Dans un premier temps j’arrête mon poste de surveillante en lycée avec internat. Il n’est pas question de laisser mon bébé la nuit.

J’arrête ensuite d’être chef d’orchestre d’une harmonie d’adultes.

Je cumule pendant 2 ans chômage et emploi dans mon association de départ tout en postulant à droite à gauche. Je vis à ce moment là une sorte de lune de miel mais cela ne va pas durer.

Mon mari travaille en poste donc ou de matin ou de soir jusqu’à 22h…  tu le vois venir le problème ? Tant que le petit n’est pas à l’école il n’y en a pas, mais un professeur de musique travaille quand les enfants n’ont pas école…. donc une fois rentré à l’école il va se poser la question des horaires pour ne pas le coucher trop tard.

Au moment de sa rentrée à l’école une opportunité s’offre à moi : devenir contractuelle à l’éducation nationale.
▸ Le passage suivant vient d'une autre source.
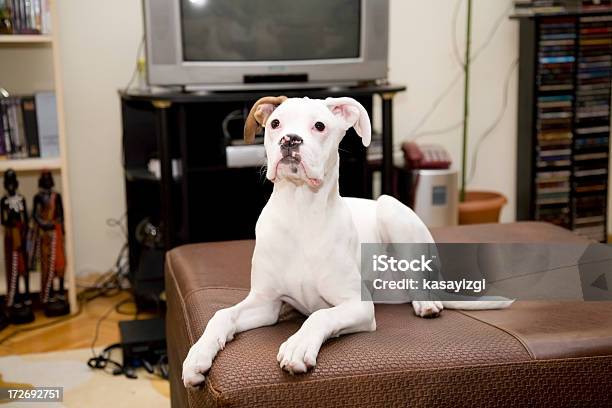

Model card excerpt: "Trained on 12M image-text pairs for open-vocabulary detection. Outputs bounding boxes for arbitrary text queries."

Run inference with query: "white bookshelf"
[0,34,53,44]
[0,0,78,313]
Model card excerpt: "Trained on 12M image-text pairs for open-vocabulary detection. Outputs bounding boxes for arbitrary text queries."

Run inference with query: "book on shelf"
[0,0,51,34]
[0,92,59,159]
[514,0,612,15]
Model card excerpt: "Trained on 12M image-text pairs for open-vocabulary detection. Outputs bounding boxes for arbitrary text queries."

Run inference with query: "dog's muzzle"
[278,135,304,173]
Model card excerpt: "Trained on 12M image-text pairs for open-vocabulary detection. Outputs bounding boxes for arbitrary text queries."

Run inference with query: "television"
[143,0,389,90]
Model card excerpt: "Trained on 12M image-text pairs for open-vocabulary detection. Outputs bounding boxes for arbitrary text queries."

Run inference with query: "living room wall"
[58,0,612,273]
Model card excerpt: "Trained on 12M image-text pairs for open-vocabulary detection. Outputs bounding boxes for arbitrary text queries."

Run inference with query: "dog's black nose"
[278,135,304,161]
[278,135,304,148]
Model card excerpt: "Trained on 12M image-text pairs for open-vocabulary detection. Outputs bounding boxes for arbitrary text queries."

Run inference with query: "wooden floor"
[0,292,151,356]
[0,235,612,356]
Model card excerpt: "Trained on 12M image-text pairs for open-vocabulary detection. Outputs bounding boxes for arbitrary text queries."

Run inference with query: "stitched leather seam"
[222,355,612,395]
[184,286,250,301]
[455,310,545,361]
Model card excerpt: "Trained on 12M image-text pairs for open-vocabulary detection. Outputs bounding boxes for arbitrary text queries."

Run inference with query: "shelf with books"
[517,10,612,242]
[0,0,78,313]
[0,34,53,44]
[0,157,62,173]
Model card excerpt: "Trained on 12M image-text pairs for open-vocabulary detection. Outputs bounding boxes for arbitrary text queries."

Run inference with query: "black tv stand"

J’y vais sans grande conviction et finalement j’adore ! Nous sommes en 2017 !

Mais même si j’adore cela annonce le début de la fin de mon métier passion.

Préparer les cours de l’école de musique et du collège, déplacer les cours de l’école de musique pour participer aux conseils de classe, une association qui en parallèle se professionnalise avec les exigences qui se renforcent… Côté personnel, un deuxième enfant, le lancement de l’autoconstruction d’une maison, des problèmes de santé chez mes beaux parents…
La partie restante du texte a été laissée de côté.